Malcolm Gladwell has a good article in the latest New Yorker (here) in which he contrasts the much-discussed revolutionary potential of social networks with the 1960 lunch counter protests. Internet social networks are good at spreading word fast, he says. But the ties between Twitter co-revolutionaries are very weak—they have usually never met. Commitment to sacrifice and disciplined action are correspondingly weak. Real revolutions against established powers require sacrifice, and only deep friendships and committed social ties make that possible. The protests of the civil rights movement spread like a fever, took terrible risks, and endured great privations, because they sprang out of churches, where people met weekly face to face. The first courageous lunch counter protesters in Greensboro, North Carolina, lived together and had spent many hours discussing civil rights together.

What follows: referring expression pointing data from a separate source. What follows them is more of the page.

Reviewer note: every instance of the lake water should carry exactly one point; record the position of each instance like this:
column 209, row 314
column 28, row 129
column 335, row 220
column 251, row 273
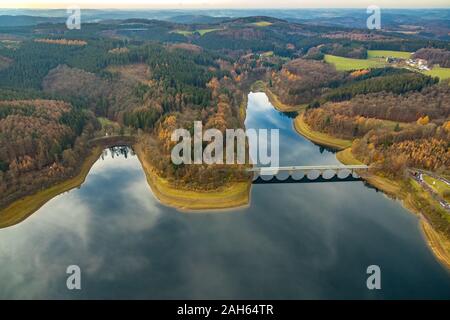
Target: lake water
column 294, row 241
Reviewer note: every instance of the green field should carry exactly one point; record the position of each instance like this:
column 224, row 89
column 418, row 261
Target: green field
column 438, row 186
column 262, row 23
column 386, row 53
column 442, row 73
column 189, row 33
column 348, row 64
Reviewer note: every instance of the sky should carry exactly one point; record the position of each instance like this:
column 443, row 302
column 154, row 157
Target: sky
column 213, row 4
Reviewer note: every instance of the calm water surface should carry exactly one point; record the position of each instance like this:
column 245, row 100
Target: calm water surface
column 294, row 241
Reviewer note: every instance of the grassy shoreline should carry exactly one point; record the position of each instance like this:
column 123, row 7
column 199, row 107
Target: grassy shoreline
column 234, row 195
column 21, row 209
column 318, row 137
column 230, row 196
column 436, row 241
column 280, row 106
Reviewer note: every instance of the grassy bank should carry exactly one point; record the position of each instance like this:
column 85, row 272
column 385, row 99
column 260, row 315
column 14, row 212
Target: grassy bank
column 230, row 196
column 280, row 106
column 387, row 185
column 388, row 53
column 318, row 137
column 438, row 242
column 441, row 73
column 23, row 208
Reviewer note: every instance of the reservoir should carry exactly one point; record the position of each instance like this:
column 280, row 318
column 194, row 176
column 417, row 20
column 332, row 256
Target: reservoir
column 294, row 241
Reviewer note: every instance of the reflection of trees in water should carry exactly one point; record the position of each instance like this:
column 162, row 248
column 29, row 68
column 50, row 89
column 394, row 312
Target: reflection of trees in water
column 117, row 151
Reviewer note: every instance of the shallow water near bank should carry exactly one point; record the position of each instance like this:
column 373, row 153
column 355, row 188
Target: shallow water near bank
column 293, row 241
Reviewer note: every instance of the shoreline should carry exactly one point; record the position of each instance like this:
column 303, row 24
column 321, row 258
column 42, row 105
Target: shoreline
column 231, row 196
column 21, row 209
column 438, row 243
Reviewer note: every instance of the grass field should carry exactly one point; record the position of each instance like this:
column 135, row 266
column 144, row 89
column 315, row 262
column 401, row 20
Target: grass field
column 232, row 195
column 386, row 53
column 262, row 23
column 318, row 137
column 440, row 187
column 442, row 73
column 189, row 33
column 348, row 64
column 23, row 208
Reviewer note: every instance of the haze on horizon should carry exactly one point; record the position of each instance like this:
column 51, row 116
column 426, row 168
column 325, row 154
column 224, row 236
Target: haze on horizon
column 219, row 4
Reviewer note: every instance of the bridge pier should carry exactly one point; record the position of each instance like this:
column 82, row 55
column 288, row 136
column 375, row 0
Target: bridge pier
column 272, row 174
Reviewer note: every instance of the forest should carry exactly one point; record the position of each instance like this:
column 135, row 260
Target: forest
column 56, row 83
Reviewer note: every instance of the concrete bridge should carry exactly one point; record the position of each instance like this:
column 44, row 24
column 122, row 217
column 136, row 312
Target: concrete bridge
column 307, row 174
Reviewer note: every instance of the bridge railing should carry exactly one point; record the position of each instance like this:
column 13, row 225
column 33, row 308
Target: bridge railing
column 307, row 168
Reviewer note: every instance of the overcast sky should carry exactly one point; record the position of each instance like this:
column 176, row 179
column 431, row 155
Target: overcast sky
column 212, row 4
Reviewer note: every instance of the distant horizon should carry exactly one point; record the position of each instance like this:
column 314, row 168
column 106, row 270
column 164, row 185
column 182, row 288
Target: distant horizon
column 220, row 4
column 225, row 8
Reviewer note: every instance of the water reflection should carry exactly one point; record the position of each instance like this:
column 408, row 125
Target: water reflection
column 294, row 241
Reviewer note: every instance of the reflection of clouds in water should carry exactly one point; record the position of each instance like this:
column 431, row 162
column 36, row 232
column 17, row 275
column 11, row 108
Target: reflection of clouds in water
column 28, row 250
column 142, row 209
column 35, row 253
column 260, row 113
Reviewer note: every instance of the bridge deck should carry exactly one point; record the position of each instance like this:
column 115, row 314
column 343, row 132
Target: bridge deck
column 308, row 168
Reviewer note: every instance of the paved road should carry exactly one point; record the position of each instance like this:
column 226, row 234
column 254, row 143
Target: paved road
column 419, row 178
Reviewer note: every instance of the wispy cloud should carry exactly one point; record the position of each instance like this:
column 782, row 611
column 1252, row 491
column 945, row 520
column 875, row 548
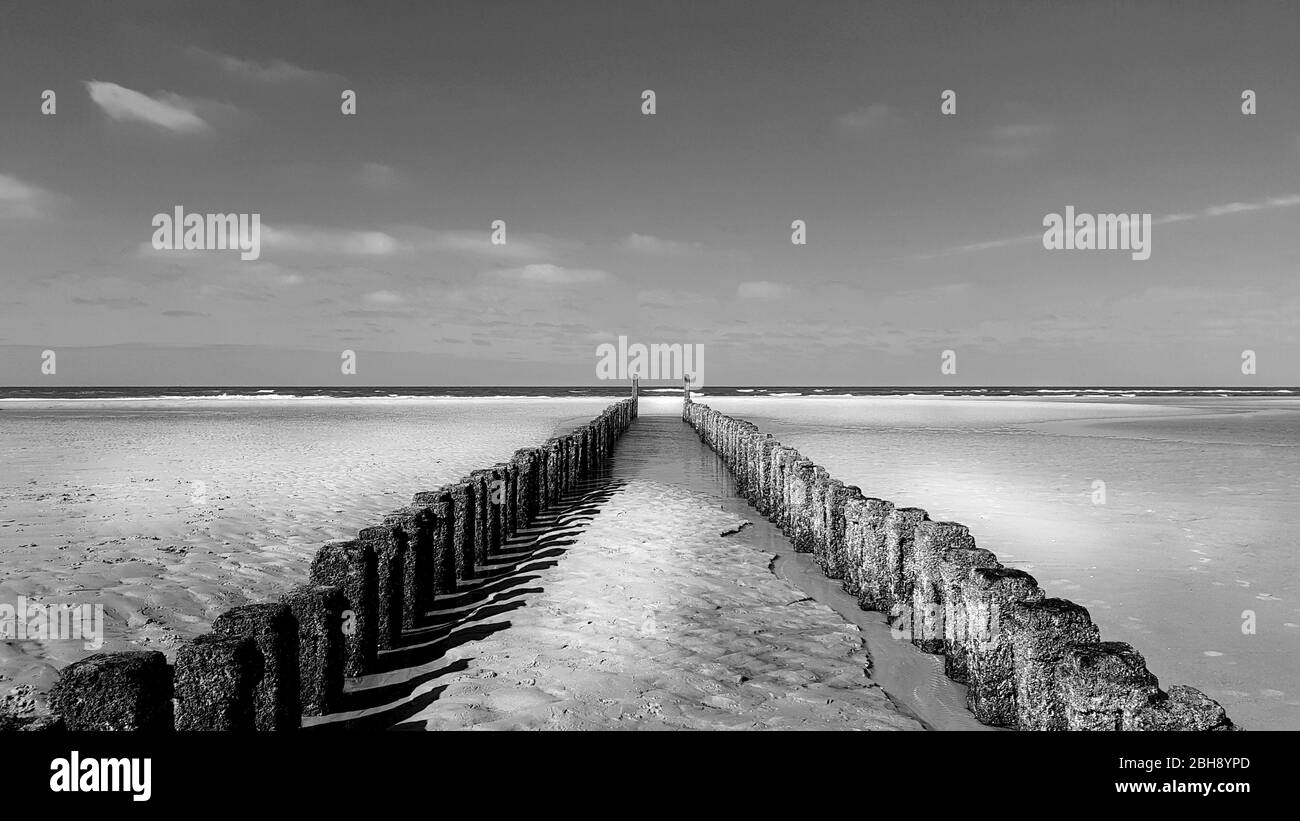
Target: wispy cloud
column 377, row 176
column 763, row 290
column 310, row 239
column 384, row 299
column 169, row 112
column 645, row 243
column 1288, row 200
column 272, row 72
column 1015, row 142
column 18, row 199
column 516, row 247
column 871, row 118
column 547, row 274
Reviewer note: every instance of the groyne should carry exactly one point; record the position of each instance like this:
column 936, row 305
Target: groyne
column 267, row 665
column 1028, row 661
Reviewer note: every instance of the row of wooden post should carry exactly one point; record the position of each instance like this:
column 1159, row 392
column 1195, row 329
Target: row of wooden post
column 1030, row 661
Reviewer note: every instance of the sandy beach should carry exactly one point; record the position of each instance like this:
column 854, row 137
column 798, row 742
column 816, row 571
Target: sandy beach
column 168, row 512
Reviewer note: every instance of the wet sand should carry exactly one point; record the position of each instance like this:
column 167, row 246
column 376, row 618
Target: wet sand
column 1188, row 552
column 650, row 604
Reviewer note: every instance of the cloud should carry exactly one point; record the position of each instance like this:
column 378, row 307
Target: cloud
column 479, row 243
column 18, row 199
column 377, row 176
column 308, row 239
column 871, row 118
column 1015, row 142
column 545, row 273
column 169, row 112
column 645, row 243
column 1288, row 200
column 384, row 298
column 765, row 290
column 109, row 302
column 273, row 72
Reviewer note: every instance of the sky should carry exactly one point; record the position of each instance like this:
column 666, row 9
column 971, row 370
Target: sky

The point of this is not so much to criticize Twitter and its kin, but to suggest that real change requires more than meet-ups. None of the activist movements of our time—whether Greenpeace or the Obama election campaign or the Tea Party—have that sort of sacrificial determination. And, it’s not clear where in the America of today one would find the social capital to build such commitment. Not in churches, by and large. Not in the political parties.  And certainly not in the vague, enthusiastic communities that find a home on the internet.

That is why we sit in the squalor of this dispirited time. Columnists (David Brooks and Thomas Friedman) contend that the real future in politics lies with a leader who can paint a vision demanding sacrifice and commitment. To which any savvy politician will answer: and get handed your rear end. There’s no constituency for sacrifice and vision more far-reaching that forwarding a petition to your ten best friends.